December 28, 2014
Homily for the Feast of the Holy Family
December 28, 2014
Many of you probably heard the story about Pope Francis consoling a young boy whose dog had died. According to the New York Times, the Pope declared that all pets go to heaven. It turns out that this was just an urban legend created by an over eager media, but it still raises a question that I would like to address today: do animals go to heaven?
Author C.S. Lewis observes that pets form a part of the diversity of our families. A family might consist of a mother, father, grandparents, brothers and sisters, and even a dog or a cat. Lewis states: “They are not interchangeable.” Each family member is a unique person. “The mother,” states Lewis, “is not simply a different person from her daughter; she is a different kind of person. Father and grandfather are almost as different as night and day. If you subtract any one member, you will not simply reduce the family in number, you inflict injury on the structure.” Lewis continues, “The family is a unity of unlikes.”

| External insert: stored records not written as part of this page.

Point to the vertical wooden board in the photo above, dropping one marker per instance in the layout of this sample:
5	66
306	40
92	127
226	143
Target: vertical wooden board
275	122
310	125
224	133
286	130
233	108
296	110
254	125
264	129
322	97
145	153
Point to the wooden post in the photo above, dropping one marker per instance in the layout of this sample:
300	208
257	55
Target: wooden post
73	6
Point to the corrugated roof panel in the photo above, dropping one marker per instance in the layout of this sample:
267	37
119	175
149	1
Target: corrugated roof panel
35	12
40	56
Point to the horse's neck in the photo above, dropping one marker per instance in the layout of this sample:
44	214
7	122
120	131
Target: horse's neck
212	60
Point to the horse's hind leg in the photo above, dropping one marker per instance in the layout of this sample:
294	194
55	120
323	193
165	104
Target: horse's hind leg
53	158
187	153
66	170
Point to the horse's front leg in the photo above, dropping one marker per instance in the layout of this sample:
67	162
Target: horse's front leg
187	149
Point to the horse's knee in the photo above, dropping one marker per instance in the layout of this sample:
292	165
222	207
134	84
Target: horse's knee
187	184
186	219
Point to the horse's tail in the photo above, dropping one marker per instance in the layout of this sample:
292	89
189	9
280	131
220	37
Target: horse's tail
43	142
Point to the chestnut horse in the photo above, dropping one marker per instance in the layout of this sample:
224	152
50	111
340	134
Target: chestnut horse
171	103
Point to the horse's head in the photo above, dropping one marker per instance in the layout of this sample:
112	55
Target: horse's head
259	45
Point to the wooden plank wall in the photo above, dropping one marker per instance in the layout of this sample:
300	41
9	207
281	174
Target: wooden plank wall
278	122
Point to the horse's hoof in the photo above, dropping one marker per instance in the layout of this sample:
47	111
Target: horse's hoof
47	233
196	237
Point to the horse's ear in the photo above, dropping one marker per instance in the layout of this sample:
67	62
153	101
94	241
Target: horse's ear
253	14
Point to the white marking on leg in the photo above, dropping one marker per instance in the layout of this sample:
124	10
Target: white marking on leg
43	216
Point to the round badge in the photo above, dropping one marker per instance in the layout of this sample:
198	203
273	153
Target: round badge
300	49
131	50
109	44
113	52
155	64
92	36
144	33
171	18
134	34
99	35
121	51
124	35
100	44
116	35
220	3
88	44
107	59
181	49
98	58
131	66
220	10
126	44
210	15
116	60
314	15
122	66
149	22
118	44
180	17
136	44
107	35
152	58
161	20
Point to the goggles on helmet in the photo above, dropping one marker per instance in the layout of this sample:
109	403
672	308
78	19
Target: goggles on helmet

In the fight for equality, we need to remember a deeper truth. C.S. Lewis reminds us “we are not made for equality. We are made for worship.” To modern ears, this sounds rather blunt. “Worship” sounds like idolatry and “obedience” is something we expect of children and dogs. Let me try to explain what I mean.
The root meaning of “worship” is “worthiness”. It means admiring someone who is superior to me-and thanks be to God that such people exist. I am glad that there are guys with greater athletic ability then me. If there were not, the Patriots would be in trouble! When we watch a Pats game, we experience something akin to worship. Cheering on our team and wearing their insignia allows us to be the “12
th man”, to be lifted up and to lose ourselves for a moment.
We have natural desire to admire. There is one person we can always look up to without hesitation. We celebrated his birth just a few days ago.
We are also made for obedience. Not a blind, unthinking obedience. That is not what God wants. Rather, God calls us to work together. This obedience is the type of obedience God wants. Part of being obedient means obeying those who have legitimate authority over us. This does not mean that one who has authority over us has supreme authority-this belongs to God! Abraham and Sarah learned-in a rather blunt way- that their son Isaac did not belong to them, but to God. Still, God wanted Isaac to honor his parents; just as he wants all children to do. God wants a child to honor his mother and father by letting them know what he will be doing, where he will be, and with whom he will be out. Communication is indeed at the heart of obedience.
We are made for worship and obedience. These two things lead to forming families. We need families with a mom, dad, and children. We need extended families, and we need our parish family. We should all want to be a part of the family that will endure-the Communion of Saints.
I return to my original question: will our pets be in heaven? The Church says nothing about this. The Bible is also silent. I would, however, be delighted to see my beloved childhood dog Roxie because she represented adoration and obedience-neither of which I deserved!
You and I are part of a family. Being part of a family means worship and obedience-that is, a healthy admiration for God and willingness to work together to serve Him. However, doing so without hesitation is hard because we are human and sinful, but it is my prayer that one day we will be in that family where we will worship and pray without hesitation in the great family of God!